Suruç katliamı davası ertelendi

Suruç katliamı nedeniyle "Görevi kötüye kullanma ve ihmal"le suçlanan eski Emniyet Müdürü Mehmet Yapalıal bugünkü duruşmaya da katılmazken, aileler sanığın duruşmaya götürülmesini istedi. Aileler, "Devletten şikayetçiyiz" dedi.

33 devrimcinin öldürüldüğü Suruç katliamı döneminde İlçe Emniyet Müdürü olan Mehmet Yapalıal'ın yargılandığı davanın ikinci duruşması bugün görüldü.

"Görevi kötüye kullanma ve ihmal" ile suçlanan Yapalıal, Suruç Asliye Ceza Mahkemesi'ndeki duruşmaya katılmadı.

Suruç şehitlerinden Murat Yurtgül, Emrullah Akhamur, Cemil Yıldız, Uğur Özkan ve İsmet Şeker'in aileleri, Suruç Aileleri İnisiyatifi'nden Hacer Elçin ve Suruç İçin Adalet Platformu'ndan avukatlar duruşmaya katıldı.
Duruşmada söz alan aileler, katillerden şikayetçi oldu.

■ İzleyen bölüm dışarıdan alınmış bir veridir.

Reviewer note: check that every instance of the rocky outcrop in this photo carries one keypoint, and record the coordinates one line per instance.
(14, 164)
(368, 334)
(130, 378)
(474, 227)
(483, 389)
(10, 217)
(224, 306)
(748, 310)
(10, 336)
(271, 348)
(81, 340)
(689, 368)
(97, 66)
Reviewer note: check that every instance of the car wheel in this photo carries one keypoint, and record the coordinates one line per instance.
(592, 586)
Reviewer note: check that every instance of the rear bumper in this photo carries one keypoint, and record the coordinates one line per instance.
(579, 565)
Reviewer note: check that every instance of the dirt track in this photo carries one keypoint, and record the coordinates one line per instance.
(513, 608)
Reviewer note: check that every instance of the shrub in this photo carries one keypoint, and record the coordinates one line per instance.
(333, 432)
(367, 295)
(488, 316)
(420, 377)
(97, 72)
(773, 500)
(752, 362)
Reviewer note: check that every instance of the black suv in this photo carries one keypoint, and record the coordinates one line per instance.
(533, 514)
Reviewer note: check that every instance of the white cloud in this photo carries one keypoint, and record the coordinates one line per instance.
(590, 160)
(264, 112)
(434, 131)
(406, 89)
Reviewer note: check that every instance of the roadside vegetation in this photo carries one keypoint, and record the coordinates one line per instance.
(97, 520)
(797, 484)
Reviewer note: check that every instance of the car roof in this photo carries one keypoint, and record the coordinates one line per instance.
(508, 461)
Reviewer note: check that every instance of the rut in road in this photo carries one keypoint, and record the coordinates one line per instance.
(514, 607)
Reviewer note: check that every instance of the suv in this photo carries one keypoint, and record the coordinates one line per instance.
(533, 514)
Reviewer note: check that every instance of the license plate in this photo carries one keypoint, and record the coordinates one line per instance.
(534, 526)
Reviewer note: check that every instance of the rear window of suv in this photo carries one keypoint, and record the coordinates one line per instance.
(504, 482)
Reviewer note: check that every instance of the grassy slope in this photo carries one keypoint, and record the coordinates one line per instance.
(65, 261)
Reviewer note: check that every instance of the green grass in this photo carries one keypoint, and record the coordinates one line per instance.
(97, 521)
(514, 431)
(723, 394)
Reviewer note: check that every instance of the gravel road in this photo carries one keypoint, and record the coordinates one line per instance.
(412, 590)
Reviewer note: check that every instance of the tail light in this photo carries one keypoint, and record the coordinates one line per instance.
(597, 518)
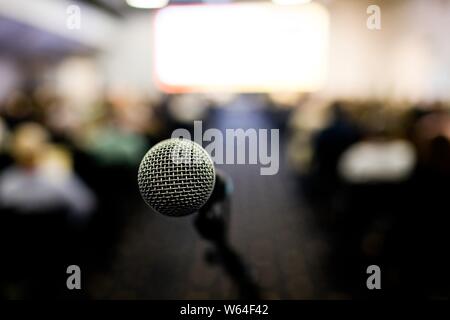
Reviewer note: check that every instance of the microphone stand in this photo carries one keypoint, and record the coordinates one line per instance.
(212, 224)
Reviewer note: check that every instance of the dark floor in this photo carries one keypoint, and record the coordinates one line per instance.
(271, 229)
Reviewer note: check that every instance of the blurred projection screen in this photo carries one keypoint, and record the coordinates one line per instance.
(253, 47)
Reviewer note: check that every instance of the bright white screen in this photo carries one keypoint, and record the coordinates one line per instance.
(241, 47)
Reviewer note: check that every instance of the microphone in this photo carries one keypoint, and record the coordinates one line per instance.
(176, 177)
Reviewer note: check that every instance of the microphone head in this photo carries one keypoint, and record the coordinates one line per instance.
(176, 177)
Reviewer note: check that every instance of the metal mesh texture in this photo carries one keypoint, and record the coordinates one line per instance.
(176, 177)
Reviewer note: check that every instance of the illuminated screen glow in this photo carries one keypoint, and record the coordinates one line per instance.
(241, 48)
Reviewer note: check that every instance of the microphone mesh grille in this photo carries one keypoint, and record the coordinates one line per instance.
(170, 184)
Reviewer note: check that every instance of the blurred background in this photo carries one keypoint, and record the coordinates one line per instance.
(87, 87)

Cemil Yıldız'ın eşi Sultan Yıldız, "Katliamı tüm dünya duydu, sadece ben değil tüm dünya halkları bu davaya müdahil olmalıdır" dedi. Katliamın üzerinden on altı ay geçmesine rağmen adaletin sağlanmadığını belirten Yıldız, soruşturma dosyasındaki gizlilik kararının kaldırılmasını istedi. 

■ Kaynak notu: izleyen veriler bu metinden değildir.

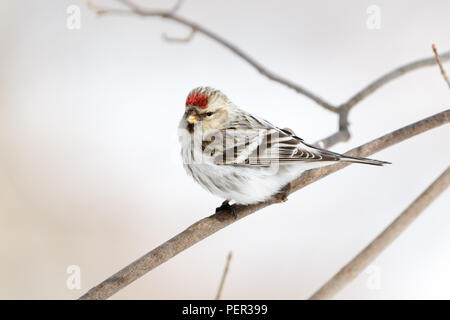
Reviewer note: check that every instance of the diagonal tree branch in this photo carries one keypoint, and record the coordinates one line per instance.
(210, 225)
(343, 133)
(224, 276)
(351, 270)
(170, 15)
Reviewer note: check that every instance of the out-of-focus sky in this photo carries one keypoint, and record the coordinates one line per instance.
(90, 173)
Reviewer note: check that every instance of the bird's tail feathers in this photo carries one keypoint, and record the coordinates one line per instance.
(363, 160)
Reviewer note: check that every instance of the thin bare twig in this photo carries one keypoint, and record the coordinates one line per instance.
(394, 74)
(343, 133)
(224, 276)
(210, 225)
(384, 239)
(438, 60)
(188, 38)
(170, 15)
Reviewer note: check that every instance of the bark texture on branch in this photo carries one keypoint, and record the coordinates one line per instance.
(366, 256)
(209, 225)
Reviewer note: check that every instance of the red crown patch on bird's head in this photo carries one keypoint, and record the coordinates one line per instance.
(197, 99)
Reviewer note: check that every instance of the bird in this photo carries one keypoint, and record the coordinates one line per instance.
(240, 157)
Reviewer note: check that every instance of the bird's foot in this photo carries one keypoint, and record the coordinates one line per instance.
(225, 206)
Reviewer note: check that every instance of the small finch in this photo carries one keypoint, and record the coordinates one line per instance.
(240, 157)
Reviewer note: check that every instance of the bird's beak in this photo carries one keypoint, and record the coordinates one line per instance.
(192, 119)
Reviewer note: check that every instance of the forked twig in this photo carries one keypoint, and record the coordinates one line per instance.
(438, 60)
(224, 276)
(210, 225)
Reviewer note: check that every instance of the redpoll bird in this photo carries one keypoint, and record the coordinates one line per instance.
(240, 157)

Murat Yurtgül'ün babası Nimet Yurtgül, "Oğlum psikoloji öğrencisiydi. Soma'da çocuklara psikolojik destek sundu. Çocuklara oyuncak götürmek ve savaşı gören çocuklara destek olmak için Suruç'taydı. Katliamı yapan, işbirliği olan herkesten şikayetçiyim" diye konuştu.

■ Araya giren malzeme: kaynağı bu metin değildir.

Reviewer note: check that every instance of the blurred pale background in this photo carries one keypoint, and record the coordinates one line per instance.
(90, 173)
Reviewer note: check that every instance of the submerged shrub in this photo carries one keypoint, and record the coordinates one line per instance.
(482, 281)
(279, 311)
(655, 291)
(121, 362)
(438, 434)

Emrullah Akhamur'un babası Şerif Akhamur, "Oyuncaklarla uğurladığımız oğlumun, katledildiğini telefondan öğrendik" dedi. Olayı öğrenir öğrenmez Kızıltepe'den Suruç'a geçtiğini anlatan Baba Akhamur, şunları söyledi: "İnsanlar Amara Kültür Merkezi'nden yakınlarının cenazelerini alıyordu. Bu sırada bir gürültü patırdı çıktı. Bir şahıs sırtında çanta ile motosiklet üzerinde bulunuyormuş. Çevredeki şahıslar bu şahsa saldırmışlar. Polis ellerinden almış ancak şahsın sırtındaki çantayı almışlar. Amara Kültür Merkezi'nin yanına çantaya getirdiler. Çantanın içerisinde bir bayrak vardı, bir buçuk metre kadardı. Bayrak IŞİD bayrağıymış. Ardından bir şahıs çanta ile bayrağı aldı. Ben ne olduğunu sorduğumda motosikleti kullanan şahsın sırt çantası olduğunu söylediler. Bu şahsın provokatör olup olmadığını bilmiyorum. Bu şahsın araştırılmasını istiyorum."

İsmet Şeker'in kızı Dilek Şeker, "19 Temmuz günü babamı, çocuklara umut olması için uğurladım. Babam gönlü geniş ve merhametli bir insandı. Tek amacı oradaki insanlara umut olabilekti" dedi. Polisin, katliamın ardından yaralıları taşıyanlara saldırdığına dikkat çeken Şeker, "Polisler katliamdan sonra gaz bombası atmak yerine yaralıları kurtarmaya çalışsalardı belki babam yaşıyor olacaktı. Tüm devlet yetkililerinden şikayetçiyim" dedi.
İsmet Şeker'in kızı Yağmur Şeker, sanığın duruşmaya getirilmesini istedi, "Faillerden İlçe Emniyet Müdürü'nün duruşmaya gelmesini, gözlerimizin içine bakarak ifade vermesini istiyorum" diye konuştu.
Uğur Özkan'ın babası Mehmet Özkan, polisin haberi olmadan bu patlamanın meydana gelemeyeceğini belirtti, "Karakol ile patlamanın meydana geldiği yer arasında sadece bir yol vardır. Emniyetin bu işten haberi olmadan patlamanın meydana gelmesi mümkün değildir" dedi. 

Avukat Sezin Uçar, soruşturma dosyasındaki gizlilik kararı nedeniyle, mahkemenin istediği bilgi ve belgelerin gönderilmemesine tepki gösterdi, sanık Yapalıal'ın duruşmada dinlenmesini istedi.
Avukat Ahmet Ceylan da, yargılamanın amacının maddi gerçeğin ortaya çıkartılması olduğunu belirtti, bu nedenle sanığın ifadesinin duruşmada salonunda alınması gerektiğini söyledi. 

Sanık polisin duruşmaya getirilmesi talebini reddeden mahkeme, bir sonraki duruşma sırasında güvenlik önlemi alınması için polise yazı yazılmasına karar verdi.

Dosyayı incelemeye alan mahkeme, duruşmayı 9 Ocak'a erteledi.